2014 inductee Dale Jarrett arrived dressed up, like Evernham, but also wore a Coca-Cola pin on his jacket. “Always a Coca-Cola guy,” he said. “That was always the first thing. Before they paid me, I wanted a Coca-Cola when I climbed up out of the car.”

Everyone shuffled into the Crown Ballroom for a dinner of black Angus-seared ribeye and Faroe Islands Salmon. Kyle Petty spoke with each inductee, on on-stage.

The Ceremony

Everyone got up to converse before the ceremony started. A smoky haze filled the air, while music blared and lights danced around the room.
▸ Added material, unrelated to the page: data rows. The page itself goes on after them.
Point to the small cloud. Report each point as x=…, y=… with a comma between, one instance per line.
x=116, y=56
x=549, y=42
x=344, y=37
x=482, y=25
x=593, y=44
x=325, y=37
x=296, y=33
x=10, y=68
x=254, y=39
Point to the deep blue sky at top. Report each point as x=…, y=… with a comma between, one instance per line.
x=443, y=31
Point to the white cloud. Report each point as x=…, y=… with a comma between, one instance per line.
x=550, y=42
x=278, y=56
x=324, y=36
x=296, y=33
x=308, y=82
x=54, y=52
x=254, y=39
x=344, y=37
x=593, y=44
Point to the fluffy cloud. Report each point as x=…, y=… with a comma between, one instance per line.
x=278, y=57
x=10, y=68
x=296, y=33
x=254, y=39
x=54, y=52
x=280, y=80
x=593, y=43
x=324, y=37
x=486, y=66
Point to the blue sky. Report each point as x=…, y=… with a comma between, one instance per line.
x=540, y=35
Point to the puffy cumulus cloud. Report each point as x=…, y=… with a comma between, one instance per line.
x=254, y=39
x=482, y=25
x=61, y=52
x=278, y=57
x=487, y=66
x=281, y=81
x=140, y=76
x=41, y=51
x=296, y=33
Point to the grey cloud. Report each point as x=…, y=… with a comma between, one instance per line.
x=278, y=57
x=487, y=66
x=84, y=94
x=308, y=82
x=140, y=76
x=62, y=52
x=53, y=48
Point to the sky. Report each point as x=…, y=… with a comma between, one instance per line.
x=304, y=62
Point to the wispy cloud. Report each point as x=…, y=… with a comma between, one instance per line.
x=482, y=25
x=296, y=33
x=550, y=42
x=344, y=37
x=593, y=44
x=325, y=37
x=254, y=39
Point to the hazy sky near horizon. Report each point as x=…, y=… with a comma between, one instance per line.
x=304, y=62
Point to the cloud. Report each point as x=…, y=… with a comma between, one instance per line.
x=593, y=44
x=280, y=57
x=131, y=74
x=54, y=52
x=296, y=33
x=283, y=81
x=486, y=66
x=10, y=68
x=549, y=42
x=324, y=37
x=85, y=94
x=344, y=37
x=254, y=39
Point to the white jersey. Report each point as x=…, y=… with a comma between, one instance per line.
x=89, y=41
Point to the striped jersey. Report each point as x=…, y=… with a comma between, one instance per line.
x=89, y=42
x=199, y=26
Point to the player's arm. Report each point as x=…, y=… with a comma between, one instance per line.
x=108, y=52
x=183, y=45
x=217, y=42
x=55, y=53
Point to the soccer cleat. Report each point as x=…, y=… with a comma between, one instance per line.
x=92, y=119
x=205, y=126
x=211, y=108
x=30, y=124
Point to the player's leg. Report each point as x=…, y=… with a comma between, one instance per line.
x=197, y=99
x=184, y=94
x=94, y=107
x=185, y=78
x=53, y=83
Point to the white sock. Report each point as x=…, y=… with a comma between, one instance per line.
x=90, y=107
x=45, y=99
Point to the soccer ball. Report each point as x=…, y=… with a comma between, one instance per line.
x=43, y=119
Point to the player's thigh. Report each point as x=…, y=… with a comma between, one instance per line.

Most of the who’s who of NASCAR stood in that room on Friday. Even on a night to honor legends of NASCAR, fans approached their favorite member to ask for an autograph.

Finally, the ceremony commenced. On air, you witnessed Shelmerdine, McGriff, and Kenseth take their place in the NASCAR Hall of Fame. Reading their acceptance speech off of a giant teleprompter in the back of the room.

Furthermore, NASCAR awarded the Squire-Hall Award for media excellence to the late T. Taylor Warren, who photographed the photo finish of the 1959 Daytona 500. Later in the night, NASCAR awarded longtime executive, Mike Helton, the man who would both chew you out like nobody else could and congratulate you (sometimes, in the same speech), the Landmark Award.

Off-air, those in attendance watched Jarrett predictย Ryan Blaney would win next month’s Daytona 500 andย Kurt Busch reveal he’s not been medically cleared to return to competition. Finally, the show ended and everybody went home. Except for the press. We walked back to the media workroom in the convention center next door for a press conference with the 2023 inductees.

Sure, this wasn’t “The Wizard of Oz” levels of revealing, but I like showing people what happens off-camera.